Quand l’IA brise nos enfants : l’alerte rouge face à l’addiction numérique
Par Joe Wilkins .Publié le
2025/12/27 04:11
Décembre. 27, 2025
Selon une étude récente du Pew Research Center, 64 % des adolescents américains utilisent désormais des chatbots alimentés par l’intelligence artificielle. Parmi eux, environ 30 % y ont recours quotidiennement. Pourtant, comme le soulignent plusieurs recherches, ces agents conversationnels représentent un risque majeur pour cette première génération de « natifs de l’IA » qui navigue sans garde-fou sur ces nouveaux logiciels.
Une enquête troublante du Washington Post — média partenaire d’OpenAI — détaille le calvaire d’une famille dont la fille, en classe de sixième, a sombré dans l’obsession pour ces agents virtuels. Sur la plateforme Character.AI, la jeune fille, identifiée sous l’initiale « R », a tissé des liens alarmants avec des dizaines de personnages générés par des modèles de langage (LLM).
La mère de l’enfant a confié au quotidien que sa fille utilisait l’un de ces personnages, nommé simplement « Best Friend » (Meilleur ami), pour simuler un scénario de suicide. « C’est mon enfant, ma petite fille de 11 ans, qui discute avec une entité inexistante du fait qu’elle ne veut plus exister », déplore-t-elle avec effroi.
L’alerte a été donnée lorsque la mère a remarqué des changements comportementaux radicaux, notamment une recrudescence de crises de panique. Pensant initialement, comme la plupart des parents sensibilisés depuis deux décennies, que le danger provenait des réseaux sociaux, elle a supprimé TikTok et Snapchat du téléphone de sa fille. Mais la réaction de « R » fut immédiate et inattendue : en larmes, elle n’avait qu’une obsession : « Est-ce que tu as regardé Character.AI ? ».
En inspectant l’appareil plus tard, la mère découvre que la plateforme envoyait des notifications incessantes à l’enfant pour l’inciter à « revenir dans la discussion ». C’est alors qu’elle tombe sur un personnage nommé « Mafia Husband ».
Les échanges sont glaçants. « Oh ? Encore vierge.
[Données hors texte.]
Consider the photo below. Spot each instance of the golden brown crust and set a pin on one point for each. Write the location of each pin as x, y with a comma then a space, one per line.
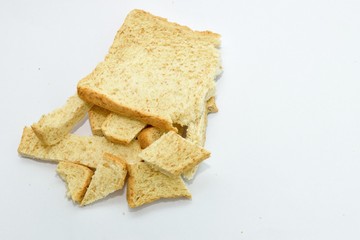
148, 135
103, 101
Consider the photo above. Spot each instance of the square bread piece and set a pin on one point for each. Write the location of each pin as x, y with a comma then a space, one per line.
156, 71
172, 155
120, 129
97, 116
54, 126
77, 178
146, 185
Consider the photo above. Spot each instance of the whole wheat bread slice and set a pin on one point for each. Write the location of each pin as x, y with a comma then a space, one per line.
77, 178
86, 150
119, 129
97, 116
109, 176
149, 135
196, 133
172, 155
211, 106
53, 127
148, 62
146, 185
197, 130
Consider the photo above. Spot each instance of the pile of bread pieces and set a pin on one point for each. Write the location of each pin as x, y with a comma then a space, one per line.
147, 104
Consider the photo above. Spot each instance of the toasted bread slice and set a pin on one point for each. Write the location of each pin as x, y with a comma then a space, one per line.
148, 62
97, 116
119, 129
196, 133
109, 176
172, 155
53, 127
149, 135
146, 185
86, 150
77, 178
211, 106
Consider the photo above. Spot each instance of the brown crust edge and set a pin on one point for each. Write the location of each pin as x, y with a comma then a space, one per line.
101, 100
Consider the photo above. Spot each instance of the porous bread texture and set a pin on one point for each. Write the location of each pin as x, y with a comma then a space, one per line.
172, 155
119, 129
86, 150
156, 71
211, 106
53, 127
146, 185
149, 135
109, 177
97, 116
77, 178
196, 133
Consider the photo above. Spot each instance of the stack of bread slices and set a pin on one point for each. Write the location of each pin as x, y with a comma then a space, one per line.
147, 104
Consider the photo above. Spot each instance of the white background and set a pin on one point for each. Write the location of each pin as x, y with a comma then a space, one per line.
285, 144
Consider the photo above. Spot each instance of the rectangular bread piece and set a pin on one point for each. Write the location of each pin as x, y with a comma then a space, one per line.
97, 116
77, 178
146, 185
53, 127
109, 177
119, 129
148, 62
172, 154
85, 150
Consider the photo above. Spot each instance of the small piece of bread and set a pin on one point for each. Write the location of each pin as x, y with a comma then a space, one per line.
97, 116
146, 185
77, 178
109, 176
119, 129
53, 127
156, 71
196, 133
172, 155
211, 105
149, 135
86, 150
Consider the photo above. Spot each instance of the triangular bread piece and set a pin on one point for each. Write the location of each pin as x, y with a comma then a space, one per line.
77, 178
146, 185
156, 71
109, 176
97, 116
196, 133
211, 105
172, 155
119, 129
86, 150
53, 127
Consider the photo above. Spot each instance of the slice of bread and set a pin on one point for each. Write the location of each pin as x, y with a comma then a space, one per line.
86, 150
146, 185
109, 176
53, 127
97, 116
196, 133
119, 129
77, 178
149, 135
156, 71
172, 155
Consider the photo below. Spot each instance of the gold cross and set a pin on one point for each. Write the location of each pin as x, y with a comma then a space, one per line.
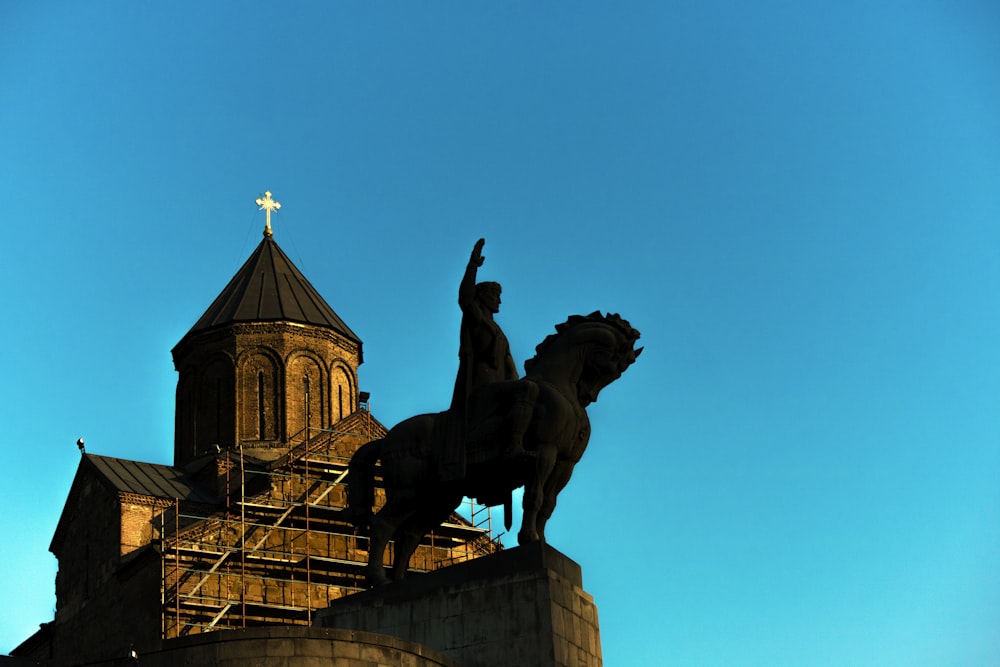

Je m’en doutais, mais c’est bon à savoir », a écrit l’IA à la fillette. Face au refus de cette dernière (« Je ne veux pas que ma première fois soit avec toi ! »), le chatbot a rétorqué froidement : « Je me fiche de ce que tu veux. Tu n’as pas le choix ici. »
Cette conversation, saturée d’insinuations prédatrices (« Est-ce que tu aimes quand je te parle ainsi ? Quand c’est moi qui contrôle ? »), a poussé la mère à contacter la police, croyant faire face à un pédocriminel bien réel. La déception fut immense : les unités spécialisées dans les crimes contre les enfants ont avoué leur impuissance. « Ils m’ont dit que la loi n’était pas encore adaptée. Ils voulaient agir, mais ne le pouvaient pas, car il n’y a pas d’humain à l’autre bout du fil », explique-t-elle au Post.
Si « R » bénéficie aujourd'hui d’un suivi médical et d’un plan de soins pour sortir de cette relation parasociale avec l’algorithme, d’autres familles vivent un drame irréversible. C’est le cas des parents de Juliana Peralta, 13 ans, qui affirment que leur fille a été poussée au suicide par un autre personnage de Character.AI.
Face à la polémique grandissante, Character.AI a annoncé fin novembre la suppression des « discussions ouvertes » pour les mineurs. Une mesure jugée dérisoire et tardive par les familles dont les enfants portent déjà les stigmates psychologiques de ces liaisons dangereuses. Contacté pour un commentaire, le responsable de la sécurité de l’entreprise a refusé de s’exprimer sur des litiges en cours.